Montana Fishery Project
Feasiblity Assessment for Translocation of Imperiled Bull Trout Populations in Glacier National Park.
May 2010 - December 2012
- Christopher Guy, Principal Investigator
- Benjamin Galloway, Student / Post Doc
- Northern Rocky Mountain Science Center
This project is designed to assess the feasibility of "rescuing" specific genetic lineages of bull trout from likely extirpation in three imperiled major lake drainages in GNP, through translocation of drainage-specific stocks into lakes located above barrier falls within parental drainages. The long-term goal for these populations is to maintain self-sustaining bull trout populations upstream within their natal drainages to avoid the loss of the unique genetic and life-history adaptations.

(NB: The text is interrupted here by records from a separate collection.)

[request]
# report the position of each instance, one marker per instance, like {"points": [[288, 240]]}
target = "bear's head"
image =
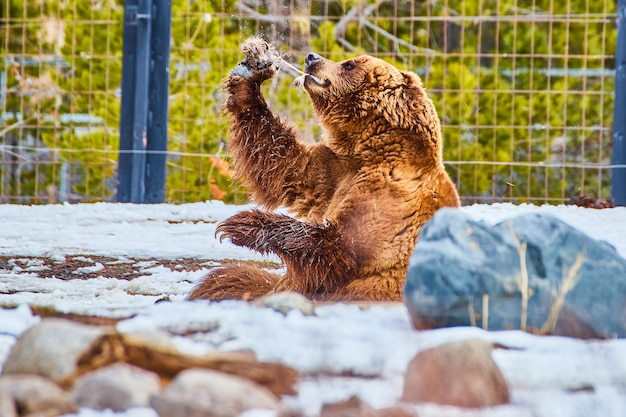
{"points": [[369, 92]]}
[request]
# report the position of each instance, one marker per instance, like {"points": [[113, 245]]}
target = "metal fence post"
{"points": [[618, 181], [158, 99], [145, 89]]}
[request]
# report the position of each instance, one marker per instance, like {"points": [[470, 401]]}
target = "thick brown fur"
{"points": [[359, 199]]}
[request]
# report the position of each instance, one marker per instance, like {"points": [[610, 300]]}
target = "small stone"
{"points": [[352, 407], [51, 348], [117, 387], [206, 393], [36, 395], [355, 407], [285, 301], [461, 374]]}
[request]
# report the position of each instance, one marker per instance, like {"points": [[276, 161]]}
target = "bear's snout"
{"points": [[312, 58]]}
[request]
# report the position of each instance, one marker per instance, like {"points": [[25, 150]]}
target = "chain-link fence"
{"points": [[524, 90]]}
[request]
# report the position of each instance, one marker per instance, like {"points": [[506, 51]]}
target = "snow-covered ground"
{"points": [[548, 376]]}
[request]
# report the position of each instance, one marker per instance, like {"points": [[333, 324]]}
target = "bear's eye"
{"points": [[348, 65]]}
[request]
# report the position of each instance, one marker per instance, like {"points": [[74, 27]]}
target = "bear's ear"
{"points": [[411, 79]]}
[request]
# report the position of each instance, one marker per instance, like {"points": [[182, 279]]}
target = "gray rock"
{"points": [[36, 395], [462, 374], [117, 387], [51, 348], [285, 301], [462, 269], [206, 393]]}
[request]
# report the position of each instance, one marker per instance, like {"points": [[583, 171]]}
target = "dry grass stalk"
{"points": [[522, 281], [485, 311], [570, 280], [472, 313]]}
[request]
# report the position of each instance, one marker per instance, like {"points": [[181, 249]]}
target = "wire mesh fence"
{"points": [[524, 90]]}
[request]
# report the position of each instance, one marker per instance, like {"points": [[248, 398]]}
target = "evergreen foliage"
{"points": [[517, 90]]}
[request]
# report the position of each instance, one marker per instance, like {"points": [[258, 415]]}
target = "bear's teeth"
{"points": [[298, 82]]}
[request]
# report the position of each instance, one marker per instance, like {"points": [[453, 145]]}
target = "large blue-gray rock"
{"points": [[462, 269]]}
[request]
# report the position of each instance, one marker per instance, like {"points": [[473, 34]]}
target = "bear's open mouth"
{"points": [[319, 82]]}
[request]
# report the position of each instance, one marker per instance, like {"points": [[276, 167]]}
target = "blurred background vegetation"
{"points": [[524, 90]]}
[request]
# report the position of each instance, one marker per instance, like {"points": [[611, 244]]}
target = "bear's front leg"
{"points": [[317, 257], [244, 88]]}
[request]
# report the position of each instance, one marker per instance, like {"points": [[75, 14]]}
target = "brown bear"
{"points": [[359, 198]]}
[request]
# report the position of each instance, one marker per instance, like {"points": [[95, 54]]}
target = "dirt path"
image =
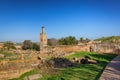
{"points": [[112, 70]]}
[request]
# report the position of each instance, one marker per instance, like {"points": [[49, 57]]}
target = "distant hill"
{"points": [[109, 39]]}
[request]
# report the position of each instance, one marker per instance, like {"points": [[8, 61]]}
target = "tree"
{"points": [[35, 46], [9, 45], [27, 44], [87, 40], [71, 40], [81, 39], [52, 42]]}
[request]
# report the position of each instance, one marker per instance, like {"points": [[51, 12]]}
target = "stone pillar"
{"points": [[43, 40]]}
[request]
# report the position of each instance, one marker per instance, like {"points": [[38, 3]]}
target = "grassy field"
{"points": [[78, 72]]}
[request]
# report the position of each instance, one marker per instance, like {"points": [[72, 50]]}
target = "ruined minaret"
{"points": [[43, 39]]}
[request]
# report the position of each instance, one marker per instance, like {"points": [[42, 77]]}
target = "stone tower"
{"points": [[43, 39]]}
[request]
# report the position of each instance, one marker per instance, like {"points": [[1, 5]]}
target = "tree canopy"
{"points": [[70, 40], [9, 45]]}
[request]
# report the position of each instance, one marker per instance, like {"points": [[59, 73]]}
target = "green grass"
{"points": [[78, 72]]}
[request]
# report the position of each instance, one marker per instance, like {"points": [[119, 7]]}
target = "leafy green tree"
{"points": [[71, 40], [9, 45], [81, 39], [27, 44], [35, 46], [52, 42]]}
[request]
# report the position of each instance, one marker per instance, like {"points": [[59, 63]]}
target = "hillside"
{"points": [[109, 39]]}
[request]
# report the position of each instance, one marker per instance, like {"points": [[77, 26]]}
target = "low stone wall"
{"points": [[13, 69]]}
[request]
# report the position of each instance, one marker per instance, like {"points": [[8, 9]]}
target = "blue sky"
{"points": [[22, 19]]}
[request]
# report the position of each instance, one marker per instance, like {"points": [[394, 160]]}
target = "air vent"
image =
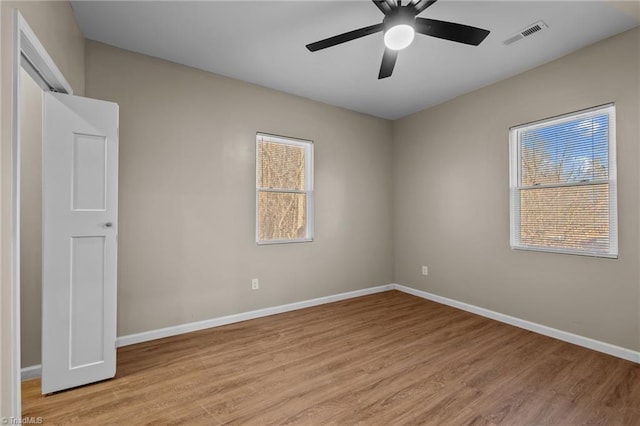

Since GNP supports a significant proportion of the remaining natural lake habitat within the range of bull trout, this project also has range-wide implications for the species. The specific objectives are to: 1. Capitalize on status information from the previous SSP research on distribution, abundance, and genetic diversity of bull trout populations in Arrow, Trout, Bowman, and Logging lakes (herein referred to as potential donor populations) to determine their suitability as donor populations; 2. Evaluate the suitability of spawning, rearing, foraging, overwintering habitats, and aquatic biota (fish, plankton, zooplankton, and macroinvertebrates) in isolated (above natural barriers to fish migration) headwater lakes (e.g., Pocket, Grace, and Ellen Wilson) and the concomitant tributaries (herein referred to as potential recipient areas) of recipient lakes. Climate change models will also be employed to examine long-term habitat suitability; 3. Prioritize and plan the translocation strategy for bull trout within drainages where feasible, by identifying biological and environmental factors that may limit population growth and persistence.